2025 a été une année pas comme les autres, une année de célébration, de commémoration et de nouveaux départs audacieux.
Alors que le Mouvement Laudato Si’ célébrait le 10e anniversaire de Laudato Si’, notre communauté mondiale a redécouvert ce qui nous touche au plus profond de nous-mêmes : la conviction que tout est lié et le courage de croire qu’un autre monde est possible. En cette année 2025, le mouvement Laudato Si’ a inspiré l’espérance et l’action collective en autonomisant les communautés, en influençant les discussions mondiales sur le climat et en faisant progresser la spiritualité écologique, alors que les catholiques célébraient le 10e anniversaire de Laudato Si’ et le jubilé pour la création.

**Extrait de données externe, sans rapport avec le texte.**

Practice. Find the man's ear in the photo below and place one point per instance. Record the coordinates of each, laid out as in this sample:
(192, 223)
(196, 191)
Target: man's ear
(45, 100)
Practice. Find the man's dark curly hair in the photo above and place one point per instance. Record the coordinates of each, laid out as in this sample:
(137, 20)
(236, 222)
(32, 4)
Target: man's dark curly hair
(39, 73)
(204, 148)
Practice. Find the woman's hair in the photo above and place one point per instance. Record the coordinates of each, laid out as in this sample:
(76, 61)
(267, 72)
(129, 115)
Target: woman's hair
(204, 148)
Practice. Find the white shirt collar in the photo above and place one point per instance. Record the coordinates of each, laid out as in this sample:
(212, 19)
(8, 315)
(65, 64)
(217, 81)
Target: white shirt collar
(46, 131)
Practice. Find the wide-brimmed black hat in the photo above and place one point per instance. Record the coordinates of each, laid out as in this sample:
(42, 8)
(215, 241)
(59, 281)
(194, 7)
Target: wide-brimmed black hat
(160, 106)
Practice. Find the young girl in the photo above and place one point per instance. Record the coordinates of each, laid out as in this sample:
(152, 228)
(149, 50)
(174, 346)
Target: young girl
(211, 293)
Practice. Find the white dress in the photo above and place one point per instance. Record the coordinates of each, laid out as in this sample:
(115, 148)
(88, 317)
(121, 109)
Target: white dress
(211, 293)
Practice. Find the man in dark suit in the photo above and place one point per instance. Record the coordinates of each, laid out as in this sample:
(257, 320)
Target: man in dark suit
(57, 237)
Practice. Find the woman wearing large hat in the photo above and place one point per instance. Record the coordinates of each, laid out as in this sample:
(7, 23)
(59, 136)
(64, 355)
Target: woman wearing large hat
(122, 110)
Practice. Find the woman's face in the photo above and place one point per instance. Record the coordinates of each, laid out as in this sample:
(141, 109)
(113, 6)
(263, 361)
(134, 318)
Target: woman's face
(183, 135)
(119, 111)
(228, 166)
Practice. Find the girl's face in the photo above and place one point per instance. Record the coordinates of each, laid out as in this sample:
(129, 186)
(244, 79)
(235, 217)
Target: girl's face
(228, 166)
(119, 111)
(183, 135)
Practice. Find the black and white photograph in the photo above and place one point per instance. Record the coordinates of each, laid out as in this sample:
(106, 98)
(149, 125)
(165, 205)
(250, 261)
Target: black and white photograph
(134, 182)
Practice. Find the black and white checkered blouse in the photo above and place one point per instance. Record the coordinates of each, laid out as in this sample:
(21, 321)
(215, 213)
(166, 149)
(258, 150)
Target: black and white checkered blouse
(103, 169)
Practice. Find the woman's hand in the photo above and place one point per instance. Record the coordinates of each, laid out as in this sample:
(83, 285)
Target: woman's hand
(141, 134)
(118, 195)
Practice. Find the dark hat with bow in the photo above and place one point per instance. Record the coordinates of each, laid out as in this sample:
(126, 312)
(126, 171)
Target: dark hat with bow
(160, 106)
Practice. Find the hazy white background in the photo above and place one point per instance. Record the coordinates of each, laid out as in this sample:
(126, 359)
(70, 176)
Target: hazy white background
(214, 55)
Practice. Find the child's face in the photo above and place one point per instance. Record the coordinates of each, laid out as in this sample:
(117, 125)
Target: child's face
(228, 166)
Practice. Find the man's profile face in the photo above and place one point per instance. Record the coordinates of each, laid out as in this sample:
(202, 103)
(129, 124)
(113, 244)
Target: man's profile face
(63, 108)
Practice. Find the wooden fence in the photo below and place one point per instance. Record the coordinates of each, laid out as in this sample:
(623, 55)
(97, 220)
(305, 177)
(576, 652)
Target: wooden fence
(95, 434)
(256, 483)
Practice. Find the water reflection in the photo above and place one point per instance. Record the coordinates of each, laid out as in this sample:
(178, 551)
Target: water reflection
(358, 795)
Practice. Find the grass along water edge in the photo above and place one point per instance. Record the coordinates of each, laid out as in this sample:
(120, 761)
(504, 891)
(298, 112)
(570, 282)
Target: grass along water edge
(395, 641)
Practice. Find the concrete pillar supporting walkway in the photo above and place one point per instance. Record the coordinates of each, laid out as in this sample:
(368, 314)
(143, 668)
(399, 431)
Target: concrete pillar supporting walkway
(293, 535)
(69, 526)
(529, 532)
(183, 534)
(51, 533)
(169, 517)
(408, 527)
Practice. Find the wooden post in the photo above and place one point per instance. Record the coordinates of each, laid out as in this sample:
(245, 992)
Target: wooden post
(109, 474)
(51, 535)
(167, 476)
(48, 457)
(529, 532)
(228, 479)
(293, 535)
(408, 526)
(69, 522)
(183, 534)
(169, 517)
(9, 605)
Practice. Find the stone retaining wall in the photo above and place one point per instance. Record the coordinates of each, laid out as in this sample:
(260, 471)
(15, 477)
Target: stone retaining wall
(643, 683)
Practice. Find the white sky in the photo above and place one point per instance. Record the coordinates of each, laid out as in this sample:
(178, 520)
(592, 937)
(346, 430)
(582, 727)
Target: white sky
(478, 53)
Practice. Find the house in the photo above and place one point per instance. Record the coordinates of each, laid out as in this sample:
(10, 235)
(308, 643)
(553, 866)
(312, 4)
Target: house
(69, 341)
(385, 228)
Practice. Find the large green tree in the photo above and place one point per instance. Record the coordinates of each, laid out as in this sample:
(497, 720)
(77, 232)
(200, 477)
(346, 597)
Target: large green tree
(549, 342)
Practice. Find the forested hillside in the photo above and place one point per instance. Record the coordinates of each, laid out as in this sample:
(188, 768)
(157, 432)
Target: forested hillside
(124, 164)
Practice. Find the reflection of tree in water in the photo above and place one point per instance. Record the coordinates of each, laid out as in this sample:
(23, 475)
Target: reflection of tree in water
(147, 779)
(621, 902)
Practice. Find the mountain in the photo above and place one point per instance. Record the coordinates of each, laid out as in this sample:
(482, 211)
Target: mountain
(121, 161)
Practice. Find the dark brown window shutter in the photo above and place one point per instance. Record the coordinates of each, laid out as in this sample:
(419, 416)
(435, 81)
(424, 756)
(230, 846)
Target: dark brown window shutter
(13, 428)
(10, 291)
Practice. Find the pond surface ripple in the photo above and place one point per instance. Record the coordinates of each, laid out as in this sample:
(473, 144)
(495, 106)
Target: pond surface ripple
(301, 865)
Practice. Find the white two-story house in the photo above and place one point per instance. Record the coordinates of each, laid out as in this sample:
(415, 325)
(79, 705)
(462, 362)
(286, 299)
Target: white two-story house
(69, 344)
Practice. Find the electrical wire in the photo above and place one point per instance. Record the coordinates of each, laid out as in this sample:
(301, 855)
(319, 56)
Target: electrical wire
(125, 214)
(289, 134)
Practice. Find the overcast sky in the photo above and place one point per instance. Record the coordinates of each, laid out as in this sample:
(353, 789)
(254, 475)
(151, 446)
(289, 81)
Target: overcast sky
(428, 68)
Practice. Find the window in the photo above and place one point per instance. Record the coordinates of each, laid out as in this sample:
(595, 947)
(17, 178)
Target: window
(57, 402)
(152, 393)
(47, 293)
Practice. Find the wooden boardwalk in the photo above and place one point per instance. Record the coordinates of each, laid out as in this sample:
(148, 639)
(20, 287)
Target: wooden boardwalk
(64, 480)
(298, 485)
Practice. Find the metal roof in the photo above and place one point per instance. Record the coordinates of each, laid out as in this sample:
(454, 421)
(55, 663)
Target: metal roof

À travers les continents et les cultures, nous nous sommes retrouvés à revenir au cœur : le cœur de la création, le cœur de la foi et le cœur de notre mission commune. Cette année nous a rappelé que Dieu continue de murmurer l’espérance dans le monde et que nous sommes appelés à amplifier cette espérance à travers nos vies, nos choix et nos actions communes.
10e anniversaire de Laudato Si’ :
une décennie d’éveil
Dix ans après que le pape François a offert au monde son encyclique historique, Laudato Si’ continue de briller comme un phare de clarté prophétique. Elle a éveillé des millions de personnes à la responsabilité sacrée que nous partageons pour notre maison commune, non pas comme un idéal abstrait, mais comme une vocation profondément spirituelle, morale et humaine.

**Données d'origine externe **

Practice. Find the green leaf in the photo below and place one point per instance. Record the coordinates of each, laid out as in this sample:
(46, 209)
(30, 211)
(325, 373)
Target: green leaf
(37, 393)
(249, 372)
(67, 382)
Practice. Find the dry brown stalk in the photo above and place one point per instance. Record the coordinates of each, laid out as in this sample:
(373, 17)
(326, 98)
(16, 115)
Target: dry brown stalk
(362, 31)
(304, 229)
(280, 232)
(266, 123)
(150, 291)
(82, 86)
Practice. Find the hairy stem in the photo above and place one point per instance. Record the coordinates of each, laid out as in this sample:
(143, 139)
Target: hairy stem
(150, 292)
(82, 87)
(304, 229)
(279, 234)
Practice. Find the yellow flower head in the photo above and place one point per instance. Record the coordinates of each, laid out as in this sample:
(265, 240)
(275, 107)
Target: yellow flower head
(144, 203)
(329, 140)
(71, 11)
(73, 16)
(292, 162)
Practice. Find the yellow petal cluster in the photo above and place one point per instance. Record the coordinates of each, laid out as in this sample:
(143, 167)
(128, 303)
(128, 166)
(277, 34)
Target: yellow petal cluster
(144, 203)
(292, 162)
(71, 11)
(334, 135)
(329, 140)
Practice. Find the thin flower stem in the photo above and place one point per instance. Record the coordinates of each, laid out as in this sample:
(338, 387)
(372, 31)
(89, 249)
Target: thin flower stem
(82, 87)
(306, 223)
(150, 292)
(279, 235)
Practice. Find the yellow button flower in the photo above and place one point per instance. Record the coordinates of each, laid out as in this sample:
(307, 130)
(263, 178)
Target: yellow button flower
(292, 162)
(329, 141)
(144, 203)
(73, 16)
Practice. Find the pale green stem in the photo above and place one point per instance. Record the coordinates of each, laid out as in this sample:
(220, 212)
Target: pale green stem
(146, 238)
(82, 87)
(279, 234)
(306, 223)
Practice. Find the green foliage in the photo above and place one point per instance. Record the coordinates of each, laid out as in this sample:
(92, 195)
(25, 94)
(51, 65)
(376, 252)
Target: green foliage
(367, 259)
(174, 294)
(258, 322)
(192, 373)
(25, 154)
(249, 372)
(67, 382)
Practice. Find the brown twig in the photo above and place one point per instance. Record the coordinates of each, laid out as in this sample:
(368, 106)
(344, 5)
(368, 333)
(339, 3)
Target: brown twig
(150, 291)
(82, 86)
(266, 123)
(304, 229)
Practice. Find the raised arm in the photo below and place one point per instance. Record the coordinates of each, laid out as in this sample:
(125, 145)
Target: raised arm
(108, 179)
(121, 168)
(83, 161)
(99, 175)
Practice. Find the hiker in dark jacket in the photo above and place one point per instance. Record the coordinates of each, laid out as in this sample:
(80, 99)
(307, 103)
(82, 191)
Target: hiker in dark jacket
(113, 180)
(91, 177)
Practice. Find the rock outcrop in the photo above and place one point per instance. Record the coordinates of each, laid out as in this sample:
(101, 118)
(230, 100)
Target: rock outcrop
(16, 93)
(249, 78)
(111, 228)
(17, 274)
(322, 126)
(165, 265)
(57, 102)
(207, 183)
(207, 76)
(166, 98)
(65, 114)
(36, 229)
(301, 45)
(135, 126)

Pour lancer cette année extraordinaire en janvier, une veillée de dix heures a rassemblé plus de 1 000 participants et a permis de tisser avec succès un réseau mondial de communautés vouées à la prière contemplative et à la protection de la création.

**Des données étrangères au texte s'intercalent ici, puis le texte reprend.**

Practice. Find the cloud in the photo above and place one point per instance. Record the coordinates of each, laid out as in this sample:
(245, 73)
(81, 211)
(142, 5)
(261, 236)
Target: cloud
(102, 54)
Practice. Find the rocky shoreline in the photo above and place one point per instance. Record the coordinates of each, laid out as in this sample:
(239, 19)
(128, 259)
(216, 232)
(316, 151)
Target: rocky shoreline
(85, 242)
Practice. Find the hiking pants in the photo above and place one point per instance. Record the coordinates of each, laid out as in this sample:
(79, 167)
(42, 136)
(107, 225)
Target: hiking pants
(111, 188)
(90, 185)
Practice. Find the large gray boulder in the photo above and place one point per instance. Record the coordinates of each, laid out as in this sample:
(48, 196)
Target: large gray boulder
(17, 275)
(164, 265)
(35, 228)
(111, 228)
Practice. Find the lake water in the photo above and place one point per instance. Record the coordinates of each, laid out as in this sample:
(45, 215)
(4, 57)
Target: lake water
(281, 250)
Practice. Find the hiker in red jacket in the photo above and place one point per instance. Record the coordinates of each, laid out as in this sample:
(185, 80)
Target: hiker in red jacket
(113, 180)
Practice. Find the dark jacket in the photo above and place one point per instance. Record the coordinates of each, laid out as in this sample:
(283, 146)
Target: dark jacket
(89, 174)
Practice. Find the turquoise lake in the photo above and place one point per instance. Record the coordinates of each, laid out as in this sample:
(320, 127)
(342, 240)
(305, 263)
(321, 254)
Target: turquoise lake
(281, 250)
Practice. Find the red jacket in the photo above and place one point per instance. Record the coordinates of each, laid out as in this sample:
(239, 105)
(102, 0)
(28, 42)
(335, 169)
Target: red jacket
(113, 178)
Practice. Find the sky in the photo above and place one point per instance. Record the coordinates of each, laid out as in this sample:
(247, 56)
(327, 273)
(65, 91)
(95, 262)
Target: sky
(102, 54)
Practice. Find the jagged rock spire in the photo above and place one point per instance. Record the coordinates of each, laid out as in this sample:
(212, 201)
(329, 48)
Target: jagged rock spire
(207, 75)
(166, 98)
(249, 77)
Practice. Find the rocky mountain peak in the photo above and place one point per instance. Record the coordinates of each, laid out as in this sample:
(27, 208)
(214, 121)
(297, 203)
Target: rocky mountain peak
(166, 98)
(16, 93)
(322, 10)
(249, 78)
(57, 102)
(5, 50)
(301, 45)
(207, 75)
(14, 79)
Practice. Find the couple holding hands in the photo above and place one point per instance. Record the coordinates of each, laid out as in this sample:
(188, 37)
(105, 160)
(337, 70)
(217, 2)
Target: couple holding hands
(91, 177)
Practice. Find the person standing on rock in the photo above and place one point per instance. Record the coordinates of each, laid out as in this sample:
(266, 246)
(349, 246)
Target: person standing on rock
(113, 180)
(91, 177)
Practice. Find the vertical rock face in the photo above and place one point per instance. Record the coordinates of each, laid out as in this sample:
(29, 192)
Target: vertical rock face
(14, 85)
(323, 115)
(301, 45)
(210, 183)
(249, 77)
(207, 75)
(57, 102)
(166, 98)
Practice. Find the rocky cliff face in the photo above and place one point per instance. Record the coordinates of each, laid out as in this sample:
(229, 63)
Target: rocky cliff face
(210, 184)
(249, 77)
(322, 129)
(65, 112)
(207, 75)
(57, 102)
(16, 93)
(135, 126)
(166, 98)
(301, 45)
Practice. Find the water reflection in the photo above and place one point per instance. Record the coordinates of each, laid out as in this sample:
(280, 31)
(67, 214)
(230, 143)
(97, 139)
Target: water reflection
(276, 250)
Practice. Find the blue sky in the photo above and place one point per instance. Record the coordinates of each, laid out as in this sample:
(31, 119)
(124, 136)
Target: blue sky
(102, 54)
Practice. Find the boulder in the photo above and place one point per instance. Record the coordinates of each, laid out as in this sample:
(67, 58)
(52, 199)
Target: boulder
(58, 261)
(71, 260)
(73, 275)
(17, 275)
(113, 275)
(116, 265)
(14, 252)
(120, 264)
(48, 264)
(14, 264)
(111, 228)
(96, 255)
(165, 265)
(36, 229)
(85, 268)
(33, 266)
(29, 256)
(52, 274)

En 2025, les communautés sont revenues au message central de l’encyclique avec une tendresse et une urgence renouvelées. Les familles ont prié ensemble. Les paroisses ont organisé des cercles d’apprentissage. Les groupes de jeunes ont redécouvert leur voix en tant que protagonistes de la conversion écologique. Les congrégations religieuses ont renouvelé leurs vœux avec une spiritualité centrée sur la création. Des milliers de personnes ont pris des mesures simples, mais courageuses : planter des arbres, réduire leur consommation, organiser des actions de sensibilisation locales, approfondir leur vie de prière.
La semaine Laudato Si’ est devenue un battement de cœur mondial, traversant les océans et les fuseaux horaires. Partout où les gens se sont réunis pour réfléchir et agir, la même vérité a résonné : Nous appartenons les uns aux autres. Nous appartenons à la création. Et la création appartient à Dieu.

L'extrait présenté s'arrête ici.